By Brian Chase on May 1, 2020 - No comments

Lawsuits Claim Bayer Covered Up Essure Injury Claims

Lawsuits Claim Bayer Covered Up Essure Injury Claims

The U.S. Food and Drug Administration (FDA) on April 24th released data from more than 15,000 new adverse event reports in 2019 regarding Essure birth control devices. According to the report, the most common reports involved surgery to remove the Essure device, chronic pain and menstrual irregularities. Essure has consistently had problems over the last 17 years.

What is Essure?

Essure is a medical device that is inserted into a woman’s reproductive system where it triggers the growth of scar tissue that then seals off the fallopian tubes and prevents pregnancy. Bayer advertised Essure as a quick and safe way for women to avoid pregnancy without going through a traditional tubal ligation surgery that requires general anesthesia.

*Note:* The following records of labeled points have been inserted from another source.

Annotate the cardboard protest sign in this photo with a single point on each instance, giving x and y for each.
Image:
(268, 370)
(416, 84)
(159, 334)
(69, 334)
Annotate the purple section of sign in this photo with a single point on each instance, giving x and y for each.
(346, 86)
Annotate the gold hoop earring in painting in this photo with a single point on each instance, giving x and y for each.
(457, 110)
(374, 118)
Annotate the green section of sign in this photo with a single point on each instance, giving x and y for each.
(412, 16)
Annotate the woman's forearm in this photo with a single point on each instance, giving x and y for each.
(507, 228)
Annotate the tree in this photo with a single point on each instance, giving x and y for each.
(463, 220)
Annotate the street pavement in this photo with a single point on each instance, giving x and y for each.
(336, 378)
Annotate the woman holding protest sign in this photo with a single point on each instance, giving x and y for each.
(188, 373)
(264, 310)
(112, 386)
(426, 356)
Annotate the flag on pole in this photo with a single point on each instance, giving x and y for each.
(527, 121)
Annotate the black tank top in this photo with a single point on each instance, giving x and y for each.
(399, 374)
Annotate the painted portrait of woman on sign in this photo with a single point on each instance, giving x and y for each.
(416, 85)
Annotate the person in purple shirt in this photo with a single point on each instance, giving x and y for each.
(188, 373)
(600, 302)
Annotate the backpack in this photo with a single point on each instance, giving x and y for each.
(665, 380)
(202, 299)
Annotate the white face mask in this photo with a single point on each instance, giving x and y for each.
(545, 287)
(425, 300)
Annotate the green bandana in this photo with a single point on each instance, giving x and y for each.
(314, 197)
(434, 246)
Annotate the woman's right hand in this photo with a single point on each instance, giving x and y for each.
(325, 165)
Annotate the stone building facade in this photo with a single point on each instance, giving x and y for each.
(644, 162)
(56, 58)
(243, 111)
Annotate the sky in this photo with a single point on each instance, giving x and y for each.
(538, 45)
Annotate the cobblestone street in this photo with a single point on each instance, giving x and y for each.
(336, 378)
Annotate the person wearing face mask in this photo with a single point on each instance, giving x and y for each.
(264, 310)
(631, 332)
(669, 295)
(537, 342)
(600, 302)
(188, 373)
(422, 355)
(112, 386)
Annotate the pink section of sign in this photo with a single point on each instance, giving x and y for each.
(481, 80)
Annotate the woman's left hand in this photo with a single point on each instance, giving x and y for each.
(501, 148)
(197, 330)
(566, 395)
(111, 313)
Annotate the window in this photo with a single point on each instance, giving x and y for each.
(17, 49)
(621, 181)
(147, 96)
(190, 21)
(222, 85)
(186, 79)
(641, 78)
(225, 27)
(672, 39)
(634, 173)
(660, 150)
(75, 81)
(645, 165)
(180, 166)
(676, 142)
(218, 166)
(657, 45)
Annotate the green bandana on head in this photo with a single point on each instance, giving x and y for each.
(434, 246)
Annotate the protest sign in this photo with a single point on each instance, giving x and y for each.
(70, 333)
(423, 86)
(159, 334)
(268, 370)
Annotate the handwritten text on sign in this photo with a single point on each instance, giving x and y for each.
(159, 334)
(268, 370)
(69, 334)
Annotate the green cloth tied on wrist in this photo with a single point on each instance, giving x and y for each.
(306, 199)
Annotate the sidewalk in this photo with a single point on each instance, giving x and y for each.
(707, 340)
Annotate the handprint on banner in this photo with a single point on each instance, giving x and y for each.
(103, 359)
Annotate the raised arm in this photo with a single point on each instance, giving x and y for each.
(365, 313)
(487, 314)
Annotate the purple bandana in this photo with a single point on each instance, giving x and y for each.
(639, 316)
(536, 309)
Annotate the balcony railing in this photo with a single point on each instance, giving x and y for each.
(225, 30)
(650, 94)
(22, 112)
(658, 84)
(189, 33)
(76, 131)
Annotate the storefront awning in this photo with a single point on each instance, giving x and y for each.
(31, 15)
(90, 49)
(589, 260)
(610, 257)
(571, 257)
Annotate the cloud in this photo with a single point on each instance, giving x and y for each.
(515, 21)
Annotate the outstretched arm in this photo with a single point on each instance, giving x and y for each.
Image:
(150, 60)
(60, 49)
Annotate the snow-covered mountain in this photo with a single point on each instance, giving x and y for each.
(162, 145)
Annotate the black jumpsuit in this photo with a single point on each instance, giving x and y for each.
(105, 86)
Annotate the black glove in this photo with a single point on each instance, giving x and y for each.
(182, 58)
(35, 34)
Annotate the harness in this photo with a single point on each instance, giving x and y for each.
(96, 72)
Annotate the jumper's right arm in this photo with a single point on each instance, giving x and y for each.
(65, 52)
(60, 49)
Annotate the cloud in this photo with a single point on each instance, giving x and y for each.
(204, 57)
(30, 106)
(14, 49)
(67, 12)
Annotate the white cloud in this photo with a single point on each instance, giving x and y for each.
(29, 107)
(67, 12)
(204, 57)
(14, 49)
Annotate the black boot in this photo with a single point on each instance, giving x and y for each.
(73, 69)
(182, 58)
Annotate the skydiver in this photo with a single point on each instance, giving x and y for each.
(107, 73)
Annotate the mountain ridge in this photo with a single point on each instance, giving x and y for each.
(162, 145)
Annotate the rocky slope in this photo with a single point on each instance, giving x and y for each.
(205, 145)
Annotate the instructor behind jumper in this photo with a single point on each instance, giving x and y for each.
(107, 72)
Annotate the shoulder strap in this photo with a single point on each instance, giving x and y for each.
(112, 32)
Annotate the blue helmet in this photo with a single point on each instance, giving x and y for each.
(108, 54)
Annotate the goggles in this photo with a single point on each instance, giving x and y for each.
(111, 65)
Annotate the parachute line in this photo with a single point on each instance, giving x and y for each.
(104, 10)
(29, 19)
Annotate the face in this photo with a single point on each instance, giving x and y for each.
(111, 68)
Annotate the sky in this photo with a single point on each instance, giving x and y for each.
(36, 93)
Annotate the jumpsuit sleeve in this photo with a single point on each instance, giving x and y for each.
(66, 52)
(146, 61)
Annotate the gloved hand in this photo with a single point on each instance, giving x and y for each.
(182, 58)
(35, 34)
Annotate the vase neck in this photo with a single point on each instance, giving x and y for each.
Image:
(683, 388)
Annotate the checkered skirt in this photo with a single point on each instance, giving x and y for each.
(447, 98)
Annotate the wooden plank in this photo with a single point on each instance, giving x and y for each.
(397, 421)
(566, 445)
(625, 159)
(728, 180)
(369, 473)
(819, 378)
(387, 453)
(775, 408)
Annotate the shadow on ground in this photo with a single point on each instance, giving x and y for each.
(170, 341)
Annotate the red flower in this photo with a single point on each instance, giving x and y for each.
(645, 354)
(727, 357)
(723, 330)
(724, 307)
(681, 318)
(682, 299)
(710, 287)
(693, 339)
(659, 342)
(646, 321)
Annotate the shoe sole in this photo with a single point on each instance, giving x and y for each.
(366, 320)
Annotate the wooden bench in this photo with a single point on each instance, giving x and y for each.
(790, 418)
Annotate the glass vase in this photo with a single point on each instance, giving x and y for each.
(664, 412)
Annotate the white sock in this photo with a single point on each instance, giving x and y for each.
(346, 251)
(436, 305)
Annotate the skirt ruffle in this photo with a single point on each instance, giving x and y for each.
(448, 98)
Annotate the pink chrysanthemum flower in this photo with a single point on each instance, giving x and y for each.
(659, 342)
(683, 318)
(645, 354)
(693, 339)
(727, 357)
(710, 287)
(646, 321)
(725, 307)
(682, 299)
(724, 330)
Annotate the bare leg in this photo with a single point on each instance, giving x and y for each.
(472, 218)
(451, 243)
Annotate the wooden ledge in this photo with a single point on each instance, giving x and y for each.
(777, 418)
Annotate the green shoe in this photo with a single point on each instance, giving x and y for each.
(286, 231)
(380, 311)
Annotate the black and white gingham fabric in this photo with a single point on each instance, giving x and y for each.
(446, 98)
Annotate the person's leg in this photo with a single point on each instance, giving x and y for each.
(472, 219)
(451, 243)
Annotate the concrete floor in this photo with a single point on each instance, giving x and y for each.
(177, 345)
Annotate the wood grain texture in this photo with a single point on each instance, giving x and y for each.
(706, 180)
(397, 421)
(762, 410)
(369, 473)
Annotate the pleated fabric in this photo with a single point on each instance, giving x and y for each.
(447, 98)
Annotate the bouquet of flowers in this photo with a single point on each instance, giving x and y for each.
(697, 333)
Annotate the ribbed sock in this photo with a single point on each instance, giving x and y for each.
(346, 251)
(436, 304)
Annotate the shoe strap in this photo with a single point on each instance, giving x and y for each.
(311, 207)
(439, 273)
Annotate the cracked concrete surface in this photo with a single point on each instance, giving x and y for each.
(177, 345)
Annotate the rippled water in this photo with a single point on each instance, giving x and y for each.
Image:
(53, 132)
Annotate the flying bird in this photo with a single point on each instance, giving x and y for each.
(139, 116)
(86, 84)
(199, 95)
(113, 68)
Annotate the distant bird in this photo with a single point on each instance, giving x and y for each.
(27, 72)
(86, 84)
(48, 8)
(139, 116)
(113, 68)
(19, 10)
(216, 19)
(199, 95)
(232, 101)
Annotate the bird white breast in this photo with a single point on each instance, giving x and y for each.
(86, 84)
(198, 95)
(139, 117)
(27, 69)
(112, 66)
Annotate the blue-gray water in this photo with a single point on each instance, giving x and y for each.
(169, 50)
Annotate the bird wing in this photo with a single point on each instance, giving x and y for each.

According to the FDA, overall, there have been 47,856 reports of adverse events from the time Essure was approved in 2012 through 2019. Around 90% of those reports involve the device’s removal. From 2012 to 2019, the most frequently reported side effects patients said they suffered were abdominal pain, heavier periods, menstrual irregularities, headaches, organ perforation, fatigue, weight fluctuations, depression and anxiety, and hair loss.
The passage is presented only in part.